- Artist: Anonymous
- Year: Second half of 12th century
- Type: Wood carving with polychrome in tempera and stucco reliefs
- Dimensions: 51.8 cm × 20.5 cm (20.4 in × 8.1 in)
- Location: Museu Nacional d'Art de Catalunya; Barcelona;

= Virgin from Ger =

12th century sculpture

The Virgin from Ger is a 12th century sculpture exhibited at the National Art Museum of Catalonia in Barcelona.

==Description==
Carved images in wood were one of the basic elements of a Romanesque church and were located mainly around the altar. They were placed in prominent positions, but could also be used as reliquaries and sometimes took part in certain liturgical events such as processions.

The Virgin from Ger is one of the most important examples of wood carving from the twelfth century in Catalonia, on account of the type it represents as well as its brilliant technique.
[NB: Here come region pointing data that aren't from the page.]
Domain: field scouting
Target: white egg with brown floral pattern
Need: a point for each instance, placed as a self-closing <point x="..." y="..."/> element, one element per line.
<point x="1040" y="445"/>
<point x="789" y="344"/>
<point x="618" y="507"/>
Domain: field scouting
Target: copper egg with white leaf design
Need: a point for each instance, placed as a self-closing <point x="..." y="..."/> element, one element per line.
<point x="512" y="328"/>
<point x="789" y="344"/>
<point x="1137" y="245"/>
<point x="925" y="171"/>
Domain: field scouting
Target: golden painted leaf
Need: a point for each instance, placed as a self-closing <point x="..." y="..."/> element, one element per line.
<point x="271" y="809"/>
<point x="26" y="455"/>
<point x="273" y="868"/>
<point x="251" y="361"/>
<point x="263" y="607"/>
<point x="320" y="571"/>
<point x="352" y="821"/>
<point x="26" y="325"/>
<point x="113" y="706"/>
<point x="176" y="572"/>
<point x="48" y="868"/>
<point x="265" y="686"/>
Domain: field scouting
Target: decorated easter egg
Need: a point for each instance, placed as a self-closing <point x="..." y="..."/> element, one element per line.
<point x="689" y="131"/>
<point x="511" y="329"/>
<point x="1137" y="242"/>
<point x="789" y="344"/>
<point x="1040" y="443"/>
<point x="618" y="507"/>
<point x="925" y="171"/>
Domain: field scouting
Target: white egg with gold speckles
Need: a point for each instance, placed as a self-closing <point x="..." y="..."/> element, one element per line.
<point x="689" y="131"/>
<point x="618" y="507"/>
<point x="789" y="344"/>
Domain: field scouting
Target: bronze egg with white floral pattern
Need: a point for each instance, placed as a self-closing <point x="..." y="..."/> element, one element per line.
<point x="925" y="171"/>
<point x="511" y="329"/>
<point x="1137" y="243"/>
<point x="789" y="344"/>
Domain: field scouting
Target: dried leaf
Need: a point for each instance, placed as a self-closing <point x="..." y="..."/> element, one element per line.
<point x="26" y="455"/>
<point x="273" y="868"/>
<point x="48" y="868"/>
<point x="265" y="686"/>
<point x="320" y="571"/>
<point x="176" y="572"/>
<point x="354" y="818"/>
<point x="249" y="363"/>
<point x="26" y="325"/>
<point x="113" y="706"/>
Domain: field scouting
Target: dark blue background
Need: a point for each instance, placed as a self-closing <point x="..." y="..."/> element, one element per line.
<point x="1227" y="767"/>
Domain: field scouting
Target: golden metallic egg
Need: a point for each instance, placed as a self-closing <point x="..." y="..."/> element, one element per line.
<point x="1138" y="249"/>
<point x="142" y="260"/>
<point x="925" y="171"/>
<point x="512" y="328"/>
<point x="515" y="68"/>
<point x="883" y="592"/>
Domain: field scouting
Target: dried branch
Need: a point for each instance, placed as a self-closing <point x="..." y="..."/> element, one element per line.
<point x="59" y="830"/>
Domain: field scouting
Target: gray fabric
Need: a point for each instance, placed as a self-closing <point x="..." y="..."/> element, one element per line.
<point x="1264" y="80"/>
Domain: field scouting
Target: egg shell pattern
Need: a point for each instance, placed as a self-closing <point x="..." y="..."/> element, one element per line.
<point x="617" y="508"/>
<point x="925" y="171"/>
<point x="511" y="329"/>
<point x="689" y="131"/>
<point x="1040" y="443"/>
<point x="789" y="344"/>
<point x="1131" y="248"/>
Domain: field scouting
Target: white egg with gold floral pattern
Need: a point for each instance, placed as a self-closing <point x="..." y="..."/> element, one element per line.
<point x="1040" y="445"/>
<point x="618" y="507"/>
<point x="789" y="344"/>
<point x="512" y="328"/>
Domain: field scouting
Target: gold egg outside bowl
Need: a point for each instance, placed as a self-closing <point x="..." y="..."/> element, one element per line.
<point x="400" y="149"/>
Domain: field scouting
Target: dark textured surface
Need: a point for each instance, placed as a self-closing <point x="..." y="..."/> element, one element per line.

To these features must be added its good state of general preservation. Iconographically, it corresponds to the concept of Mary as the Sedes Sapientiae—that is, the seat of wisdom—and symbolises the Church. This is why the figure of the Child appears front-on and rigid, without any sign relating Him to Mary. It is worth pointing out the softness of Mary’s facial features and of the folds of the clothing.

From early twentieth-century photographs we know that this image was retouched and adapted for a new concept of the subject. The Child was moved and placed on Mary’s left knee. This fact is of great interest as it reminds us that some of these works were used outside the period when they were first created and were adapted to the new demands of religious worship and thought.